Those who remember the earlier teaser ad, in which Seth Rogen and Paul Rudd were warned by Bob Odenkirk -- over and over again -- that they could not mention the trademarked Super Bowl name. They also could not mention the San Francisco 49ers or the Baltimore Ravens.
Instead, they used "El Plato Supreme," the "San Francisco 50-1ers" and the "Baltimore Blackbirds."
In the full commercial, we continue to see the same rapid-fire Paul Rudd and Seth Rogen humor from the teaser. Rogen and Rudd were both, they tell each other, brought in to do the ad. They then spend considerable time -- and humor -- telling each other why the other actor is not the next big thing (Samsung's slogan for its smartphones, we hope you know).
Rudd challenges Rogen, by saying he must be there to talk to someone named "Sam Sung." In addition, he attempts to find a favorable review of one of Rogen's films: "No results found."
Rogen then takes a picture of Rudd, and then uses his Galaxy Note II's S-pen to draw on Rudd's face. Rudd starts to tell Rogen to shove the S-pen somewhere, when Odenkirk shows up. It's then the two find out that they are supposed to work together, not against each other.
The trio then spends the next several seconds trying to figure out what to do in the ad. Of course, Rogen and Rudd are taken aback when Odenkirk asks them if they know any celebrities to use in the ad.
Finishing out the ad is Lebron James. Odenkirk's assistant brings him in, tell the group that she has "Lebron James on a tablet." James, of course, has a great idea: "Maybe I'll do a cameo on a tablet."

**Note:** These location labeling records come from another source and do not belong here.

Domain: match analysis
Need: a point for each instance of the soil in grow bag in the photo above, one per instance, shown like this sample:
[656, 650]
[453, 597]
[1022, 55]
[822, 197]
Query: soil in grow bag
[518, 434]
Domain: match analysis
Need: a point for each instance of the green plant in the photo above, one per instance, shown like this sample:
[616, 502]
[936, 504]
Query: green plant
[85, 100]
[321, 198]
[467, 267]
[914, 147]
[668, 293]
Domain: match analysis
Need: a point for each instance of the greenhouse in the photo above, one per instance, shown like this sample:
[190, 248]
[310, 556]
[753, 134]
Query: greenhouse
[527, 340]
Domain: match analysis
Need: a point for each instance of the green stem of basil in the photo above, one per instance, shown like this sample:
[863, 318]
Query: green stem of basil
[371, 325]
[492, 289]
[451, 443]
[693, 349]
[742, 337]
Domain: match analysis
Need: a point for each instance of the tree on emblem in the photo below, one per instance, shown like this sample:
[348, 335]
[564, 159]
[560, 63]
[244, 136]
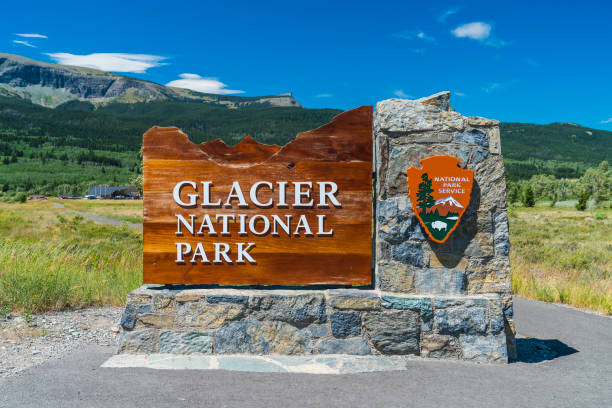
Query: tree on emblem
[424, 198]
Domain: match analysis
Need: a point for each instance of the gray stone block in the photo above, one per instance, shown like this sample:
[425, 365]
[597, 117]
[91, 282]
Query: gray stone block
[491, 348]
[139, 342]
[345, 324]
[208, 315]
[473, 136]
[455, 321]
[393, 331]
[144, 309]
[421, 304]
[355, 301]
[439, 281]
[478, 155]
[317, 331]
[128, 318]
[445, 302]
[300, 309]
[409, 253]
[260, 338]
[185, 343]
[501, 237]
[355, 345]
[227, 299]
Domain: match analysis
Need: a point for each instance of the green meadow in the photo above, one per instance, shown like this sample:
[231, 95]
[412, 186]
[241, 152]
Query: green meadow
[52, 259]
[562, 255]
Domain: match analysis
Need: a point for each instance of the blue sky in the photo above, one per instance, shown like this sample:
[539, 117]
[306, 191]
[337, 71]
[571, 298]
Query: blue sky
[522, 61]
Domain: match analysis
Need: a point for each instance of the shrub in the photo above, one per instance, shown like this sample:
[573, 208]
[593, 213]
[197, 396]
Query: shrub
[583, 197]
[20, 197]
[528, 197]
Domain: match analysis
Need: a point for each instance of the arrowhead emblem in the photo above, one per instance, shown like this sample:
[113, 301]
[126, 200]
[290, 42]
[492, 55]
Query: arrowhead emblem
[440, 193]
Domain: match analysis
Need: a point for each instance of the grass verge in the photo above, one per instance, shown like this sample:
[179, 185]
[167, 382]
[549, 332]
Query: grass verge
[50, 262]
[562, 255]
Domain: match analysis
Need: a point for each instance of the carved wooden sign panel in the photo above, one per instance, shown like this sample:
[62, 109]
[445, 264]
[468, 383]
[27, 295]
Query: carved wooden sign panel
[255, 214]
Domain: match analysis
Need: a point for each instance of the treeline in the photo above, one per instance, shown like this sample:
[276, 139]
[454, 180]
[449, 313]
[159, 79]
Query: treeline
[594, 185]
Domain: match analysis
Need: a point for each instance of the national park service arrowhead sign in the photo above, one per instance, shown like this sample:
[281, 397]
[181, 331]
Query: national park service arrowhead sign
[440, 193]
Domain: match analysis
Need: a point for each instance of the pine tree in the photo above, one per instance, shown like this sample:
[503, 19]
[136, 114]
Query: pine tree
[528, 197]
[424, 198]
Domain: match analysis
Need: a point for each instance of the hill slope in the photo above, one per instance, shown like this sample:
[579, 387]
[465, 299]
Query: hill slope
[559, 149]
[51, 85]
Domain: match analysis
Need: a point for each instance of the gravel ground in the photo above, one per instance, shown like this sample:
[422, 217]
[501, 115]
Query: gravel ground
[51, 335]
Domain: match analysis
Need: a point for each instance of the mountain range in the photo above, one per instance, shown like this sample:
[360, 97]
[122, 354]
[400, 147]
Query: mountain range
[51, 85]
[71, 126]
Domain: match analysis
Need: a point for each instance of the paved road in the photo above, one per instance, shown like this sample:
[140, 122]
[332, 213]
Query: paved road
[97, 218]
[579, 376]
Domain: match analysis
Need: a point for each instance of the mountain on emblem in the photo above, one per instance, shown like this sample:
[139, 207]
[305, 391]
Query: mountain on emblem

For once, Samsung left Apple fanboys alone. This was an expensive ad, though. Not only did they have four celebrities in the ad, the 120-second advertisement was directed by Jon Favreau (the "Iron Man" franchise).
Also, considering that the Wall Street Journal estimated that a single 30-second Super Bowl XLVII spot sells for about $3.8 million, up from $3.5 million in Super Bowl XLVI, the ad is worth about $15.2 million to CBS, and cost a lot more for Samsung.
How could the company do anything less for the Next Big Thing, though?